Samedi 10 janvier 2015, la semaine n’en finit pas. Pour aller travailler, je traîne des pieds comme d’autres traînent du crayon. Quoi dire, quoi faire, chaque patient de la consultation d’addictologie me parle de Charlie. Il n’y a pas de religion : malades alcooliques, chrétiens, toxicomanes, musulmans, fumeurs et juifs – tous en parlent ! Même les athées et l’éducateur du centre. Un usager en grande précarité me demande pourquoi j’ai un ruban noir sur ma chemise ? Je lui explique le plus simplement du monde que c’est ma façon à moi de revendiquer mon soutien à Charlie. Il me demande où l’on peut en acheter ? Je lui explique que nous les avons confectionnés avec du ruban et des petites épingles à nourrice avec les infirmières de la consultation avant la minute de silence faite à l’hôpital. Il quitte la consultation pour se rendre dans une mercerie pas très loin du centre. À son retour, il est fier d’arborer un ruban noir et se met à en faire d’autres et à les distribuer. Je lui demande alors ce que ça signifie pour lui ? Il me répond alors : « Moi je suis d’accord avec personne, je suis toxico donc je ne suis pas un bon musulman mais j’essaye de pratiquer. Charlie Hebdo a peut-être exagéré mais on ne devait pas les tuer pour ça. Moi je veux mettre le ruban car j’ai la chance d’être toxicomane en France et d’avoir mon traitement de méthadone.
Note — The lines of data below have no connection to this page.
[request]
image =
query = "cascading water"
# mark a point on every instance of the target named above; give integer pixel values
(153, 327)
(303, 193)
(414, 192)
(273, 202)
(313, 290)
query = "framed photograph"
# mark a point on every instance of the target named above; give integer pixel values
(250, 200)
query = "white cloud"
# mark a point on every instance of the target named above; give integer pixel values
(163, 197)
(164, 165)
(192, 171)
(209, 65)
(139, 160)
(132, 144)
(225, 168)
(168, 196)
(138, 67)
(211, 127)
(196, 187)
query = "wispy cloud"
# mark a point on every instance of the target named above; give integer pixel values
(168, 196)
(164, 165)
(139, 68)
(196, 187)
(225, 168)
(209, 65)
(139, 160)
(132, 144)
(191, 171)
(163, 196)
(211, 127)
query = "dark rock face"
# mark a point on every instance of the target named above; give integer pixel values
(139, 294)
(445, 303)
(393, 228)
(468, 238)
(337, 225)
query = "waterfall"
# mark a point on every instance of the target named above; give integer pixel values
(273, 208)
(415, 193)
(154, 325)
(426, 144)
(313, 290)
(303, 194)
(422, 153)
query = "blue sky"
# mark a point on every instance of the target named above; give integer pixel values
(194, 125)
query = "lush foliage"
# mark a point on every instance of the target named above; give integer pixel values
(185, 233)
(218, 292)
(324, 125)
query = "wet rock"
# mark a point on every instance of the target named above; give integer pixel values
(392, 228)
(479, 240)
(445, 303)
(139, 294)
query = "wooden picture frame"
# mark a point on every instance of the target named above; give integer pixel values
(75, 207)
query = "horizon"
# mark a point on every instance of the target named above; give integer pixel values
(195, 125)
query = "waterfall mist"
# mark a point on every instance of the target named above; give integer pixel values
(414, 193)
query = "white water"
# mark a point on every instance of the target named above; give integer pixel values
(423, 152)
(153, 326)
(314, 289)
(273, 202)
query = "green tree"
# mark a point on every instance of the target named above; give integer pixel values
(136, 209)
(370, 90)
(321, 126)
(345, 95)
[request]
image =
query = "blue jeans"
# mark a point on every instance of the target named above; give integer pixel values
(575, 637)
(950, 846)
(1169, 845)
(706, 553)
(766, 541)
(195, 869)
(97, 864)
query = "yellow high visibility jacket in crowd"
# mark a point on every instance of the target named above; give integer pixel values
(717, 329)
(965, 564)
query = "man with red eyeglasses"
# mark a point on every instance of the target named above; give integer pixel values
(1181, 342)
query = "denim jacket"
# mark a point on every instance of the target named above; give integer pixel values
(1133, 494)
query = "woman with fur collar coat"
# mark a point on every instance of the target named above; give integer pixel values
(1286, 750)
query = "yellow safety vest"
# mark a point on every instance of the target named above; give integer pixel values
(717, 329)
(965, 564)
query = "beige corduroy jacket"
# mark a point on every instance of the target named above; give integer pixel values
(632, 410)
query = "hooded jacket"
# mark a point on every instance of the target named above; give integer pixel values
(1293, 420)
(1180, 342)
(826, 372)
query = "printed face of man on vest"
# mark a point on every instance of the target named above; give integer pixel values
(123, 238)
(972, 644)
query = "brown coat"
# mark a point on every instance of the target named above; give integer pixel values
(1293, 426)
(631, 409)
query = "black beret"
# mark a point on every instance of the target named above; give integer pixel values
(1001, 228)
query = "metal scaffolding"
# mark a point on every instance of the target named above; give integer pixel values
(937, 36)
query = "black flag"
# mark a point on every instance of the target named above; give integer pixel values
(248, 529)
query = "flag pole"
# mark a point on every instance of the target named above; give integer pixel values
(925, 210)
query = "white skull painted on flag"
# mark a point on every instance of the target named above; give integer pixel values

C’est un peu ça que ça veut dire non ? » Je le regardais avec le sourire en lui disant oui : « Bien sûr tu as tout compris. »
Le soir pour me changer les idées je décidais d’aller au cinéma, mais pour voir quoi ? Le film : « LES HERITIERS ».
Dès les premières images, je me retrouvais dans la violence de la réalité. Une jeune bachelière voilée revient dans son lycée retirer son diplôme du baccalauréat et refuse de se dévoiler en expliquant qu’elle est maintenant adulte et libre. Le décor est planté. Puis, on apprend que le film est écrit à partir d’une histoire vraie. Dans la banlieue de Paris, le lycée Léon Blum accueille des lycéens d’origines multiples et de confessions différentes. Apparait alors une prof d’histoire géo qui tente de leur apprendre l’histoire et la citoyenneté avec beaucoup de difficulté car c’est la pire classe du lycée. Puis elle propose aux élèves de participer au concours national sur la résistance et la déportation. Les élèves acceptent progressivement et apprennent à travailler ensemble en découvrant l’horreur de la guerre. Ils vont alors découvrir des valeurs de tolérance, de vivre ensemble et vont finir par gagner ce concours national.
Ce film m’a rappelé que pour bon nombre d’enfants, l’école républicaine est une chance à condition de rencontrer des enseignants non démissionnaires.
Oui, je crois à l’intégration par l’école, oui je crois au vivre ensemble, oui il faut avoir envie de rencontrer la différence et l’étranger pour progresser et évoluer.
Aller voir ce film, pour regarder le moment présent différemment.
Pascal Mélin
Vu le film, et beaucou aimé aussi…
Il a été tourné dans la ville ou j’habitais. Ca me parle, clairement.
La force de l’école est d’ingérer des exceptions… Des adultes, des profs « ingérables », pour gérer des missions compliquées.
Bravo à ceux qui en font leur vie et qui tiennent la route.
Je partage ton éloge.
Bises,
MBC
Je suis désolée, ça me démange : « Allez voir ce film ».
Terminaison en « ez » car t’écris à l’impératif présent, non à l’infinitif.